Entertainment

'Salt, Fat, Acid, Heat' Is The Feminist Future Of Food Shows, & I'm So Ready For It

by Niellah Arboine
Salt, Fat, Acid, Heat / Netflix

If you’re lucky enough to find a cooking show that stars a woman it's often tiresomely cliché and ends up falling into the domestic goddess trope. She’s an ornamental homemaker or a sweet granny humbly making a simple yet unimaginative dish in kitchen — never outside. On top of that, she’s probably white. While there’s nothing wrong with family-orientated home cooking, women in the culinary world and home cooks alike deserve more than apple pies and family favourites. Food should be about culture, education, adventure, and science — all of which is effortlessly served up in Salt, Fat, Acid, Heat by Samin Nosrat, a Californian chef and food writer.

Based on her best-selling cookbook, every episode is a deliciously deep dive into the four key elements that make food so damn appetising — salt, fat, acid, and heat. Although the new Netflix series is sadly only four episodes long, each is jam-packed with ways in which the viewer can harness new flavours and techniques to become a better cook. Netflix's Salt, Fat, Acid, Heat is so much more than just a drab cooking show, it’s an adventure. Nosrat gives us the basic knowledge and understanding to make informed decisions and enhance our cooking.

Cooking shows are still disproportionately centred around men which sadly mirrors the culinary industry at large. In the U.S. only 4.7% of chefs are women. So, watching through the lens of a woman of colour, an Iranian-American woman, changes the whole dynamic of the show. People of colour are responsible for so many of our beloved cuisines in the West, yet we are rarely ever represented in cooking shows except, of course, fleetingly as quaint cooks living off the land. Often these adventurous documentary-style cooking shows centre around white men travelling through the world, often with a patronising, paternal attitude. They get the locals to teach them how to cook, before ignoring everything they’ve learned and making a blander twist on established dishes.

But when Nosrat travels to Italy, Japan, and Mexico it feels like a cultural exchange. Regularly, she nostalgically recalls how the flavours she encounters are similar to those in her own culture — even bringing in her Iranian mum in the final episode to cook. Nosrat hops into boats, fluently speaks a plethora of languages and gets stuck in, taking us far beyond the kitchen. From making soy sauce in Japan to olive oil in Italy, it’s all done respectfully and with purpose. She lets the locals speak for themselves and really learns and listens to their stories and cooking techniques.

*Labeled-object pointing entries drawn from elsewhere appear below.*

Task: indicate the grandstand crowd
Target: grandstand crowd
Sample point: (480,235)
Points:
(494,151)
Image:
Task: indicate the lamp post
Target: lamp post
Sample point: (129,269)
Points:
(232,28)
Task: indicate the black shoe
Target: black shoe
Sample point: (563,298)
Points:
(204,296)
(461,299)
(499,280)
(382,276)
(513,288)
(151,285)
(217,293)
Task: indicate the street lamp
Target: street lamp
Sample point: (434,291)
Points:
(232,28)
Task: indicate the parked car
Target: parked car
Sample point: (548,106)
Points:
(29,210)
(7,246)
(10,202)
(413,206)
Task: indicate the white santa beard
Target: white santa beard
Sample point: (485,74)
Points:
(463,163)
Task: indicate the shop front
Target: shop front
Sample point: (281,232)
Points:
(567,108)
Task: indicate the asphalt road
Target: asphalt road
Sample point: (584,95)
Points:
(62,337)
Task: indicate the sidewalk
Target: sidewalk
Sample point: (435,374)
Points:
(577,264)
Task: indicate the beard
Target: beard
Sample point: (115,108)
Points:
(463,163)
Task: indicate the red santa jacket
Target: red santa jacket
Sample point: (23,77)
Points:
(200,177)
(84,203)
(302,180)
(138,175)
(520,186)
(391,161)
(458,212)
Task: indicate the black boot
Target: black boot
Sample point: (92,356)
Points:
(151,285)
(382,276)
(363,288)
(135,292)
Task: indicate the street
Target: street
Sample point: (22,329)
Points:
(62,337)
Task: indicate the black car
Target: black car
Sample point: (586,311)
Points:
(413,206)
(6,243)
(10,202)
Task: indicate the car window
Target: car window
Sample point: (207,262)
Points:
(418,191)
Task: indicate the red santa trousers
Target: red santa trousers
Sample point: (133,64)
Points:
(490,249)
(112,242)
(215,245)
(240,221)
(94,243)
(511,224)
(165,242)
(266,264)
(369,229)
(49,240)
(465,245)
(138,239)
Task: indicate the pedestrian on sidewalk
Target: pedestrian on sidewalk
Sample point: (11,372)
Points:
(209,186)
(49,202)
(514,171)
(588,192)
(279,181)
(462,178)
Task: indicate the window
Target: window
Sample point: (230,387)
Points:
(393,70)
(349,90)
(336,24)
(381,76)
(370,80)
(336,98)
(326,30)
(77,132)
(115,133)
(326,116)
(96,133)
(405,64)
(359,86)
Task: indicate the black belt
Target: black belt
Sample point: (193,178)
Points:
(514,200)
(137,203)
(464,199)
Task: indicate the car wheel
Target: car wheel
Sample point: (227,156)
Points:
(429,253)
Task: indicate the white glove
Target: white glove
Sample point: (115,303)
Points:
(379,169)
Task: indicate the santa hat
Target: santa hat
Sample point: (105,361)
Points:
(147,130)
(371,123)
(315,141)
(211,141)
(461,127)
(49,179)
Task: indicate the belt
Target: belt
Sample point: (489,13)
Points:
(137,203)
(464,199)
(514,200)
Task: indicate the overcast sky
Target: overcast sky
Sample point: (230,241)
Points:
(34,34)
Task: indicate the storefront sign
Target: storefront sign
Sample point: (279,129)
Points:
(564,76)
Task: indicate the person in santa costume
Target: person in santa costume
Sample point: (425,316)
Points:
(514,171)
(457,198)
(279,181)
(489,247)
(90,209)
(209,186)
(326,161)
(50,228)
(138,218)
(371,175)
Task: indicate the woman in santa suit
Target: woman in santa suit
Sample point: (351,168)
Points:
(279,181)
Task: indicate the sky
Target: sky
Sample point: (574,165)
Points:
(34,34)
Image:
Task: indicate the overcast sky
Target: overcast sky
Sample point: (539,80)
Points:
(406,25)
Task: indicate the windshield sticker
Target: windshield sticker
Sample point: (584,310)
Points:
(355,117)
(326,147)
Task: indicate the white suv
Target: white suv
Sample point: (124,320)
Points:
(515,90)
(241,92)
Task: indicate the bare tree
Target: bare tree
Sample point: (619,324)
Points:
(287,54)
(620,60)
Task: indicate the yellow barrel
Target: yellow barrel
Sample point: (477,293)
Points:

Salt, Fat, Acid, Heat / Netflix

Salt, Fat, Acid, Heat gives us a sense of unashamedly embracing and enjoying food outside of the context of cooking for family, work, or necessity. Nosrat doesn’t timidly try small performative teaspoons of food, she gets stuck right in and munches, slurps, and chews her way around four continents. In a diet-obsessed world, having a woman come along and prove food is about pleasure is so wonderful, especially when the media continues to shame women for liking food. The constant bombardment of low-fat yogurt adverts featuring women randomly giggling at their little dessert pots or celebrities swearing lollipops will help you shed pounds is utterly boring. For women, food is vilified and portrayed as something we should fear or track meticulously, yet someone like Action Bronson from F**k That’s Delicious is given the agency to just indulge and appreciate flavours. Now, having Nosrat come along and tell you fat is delightful, and salt is the single most important component of good cooking is like a much-needed exhale.

Nosrat’s eagerness to learn and her raw admiration for cooking is what makes Salt, Fat, Acid, Heat work. There’s never a moment where the audience feels patronised or belittled for being lowly home cooks in comparison to culinary gods. Not only does she teach us the importance of seasoning food, or how acidic notes perfectly compliment salty flavours, she too learns along with us.

Salt, Fat, Acid, Heat / Netflix

The information she offers is useful, concise and backed up with research and science. This is the kind of instructional cooking show we’ve desperately been yearning for. She takes us out into the world and shows us on a large scale how these elements alter food, before honing in and explaining how we can utilise them in our day to day cooking. You're not being told to bankrupt yourself searching for samphire, saffron, or a sous-vide cooker, instead Nosrat explains how to improve your skills with the ingredients you’re already cooking with. Everything she does feels so achievable — most people can get hold of salt, lemon, or butter after all.

The new dawn of cooking shows isn’t about pre-measured ingredients and being glued to the stove. Its about knowing how food is made and the people behind it. Salt, Fat, Acid, Heat is certainly spicing things up with well-rounded inclusive cooking and necessary knowledge. It’s for everyone no matter your skill set or culinary ability. I can’t wait to see more of Samin Nosrat cooking on my TV screen.